As we reach the lighthouse itself, Double-crested and Pelagic Cormorants, American Black Oystercatcher and Pigeon Guillemot will be likely additions to our list. We might even be fortunate to spot the strange Marbled Murrelet, a seabird that, bizarrely, nests high in the tree-tops deep within the old-growth forests – a fact only discovered as recently as 1974!
Later in the day we will visit the Maplewood Flats Reserve, situated on the Burrard Inlet. Caspian Terns, Great Blue Herons and Pelagic Cormorants sail by over the inlet, and it’s at Burrard that we have our only real chance to see the scarce Purple Martin. Unlike their eastern counterparts, here they attend nestboxes set on pilings out in the marshes, shunning the garden settings which they prefer elsewhere! Parties of diminutive Bushtits roam the adjacent woodland and Song Sparrows are also numerous - but sounding quite different to those we may already have heard in the Rockies. Night Vancouver
Days 14 - 15
VANCOUVER WETLANDS, FLY LONDON
On our final day in Canada we’ll visit two excellent birding localities that lie to the south of Vancouver and conveniently close to the airport.

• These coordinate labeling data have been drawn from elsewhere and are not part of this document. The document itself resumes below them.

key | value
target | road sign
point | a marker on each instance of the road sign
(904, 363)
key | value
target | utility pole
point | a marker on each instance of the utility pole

At low tide, the extensive mud flats at Tsawwassen hold huge numbers of Great Blue Herons, but as the tide starts to rise these retreat to their nearby colony. Feeding shorebirds and gulls are displaced too and we should enjoy good looks at the many birds here. We’ll scan the sea for parties of summering Surf and White-winged Scoters, and Harlequin Ducks, and may also be lucky to spot a tardy Pacific Diver or watch as a distant party of Rhinoceros Auklets goes skittering past. Lounging groups of Pelagic and Double-crested Cormorants sometimes conceal a stray Brandt’s Cormorant, a scarce bird here at the northern edge of its range. American Black Oystercatcher is the most likely shorebird, but we can also hope for a lingering Black Turnstone or possibly a Surfbird on the rocks and groynes.
To round off a superb birding tour, we’ll call in at the Reifel Migratory Bird Refuge. Even at this late stage we may come across one or two new species for the trip - perhaps a pair of majestic Sandhill Cranes, a vociferous Bewick’s Wren or a party of stout-billed Greater Yellowlegs with their Greenshank-like call.
On the afternoon of day 14, we transfer to Vancouver Airport for farewells to Chris and our overnight flight home. Arrival back at London Heathrow on the afternoon of day 15, where our Canadian Rockies tour concludes.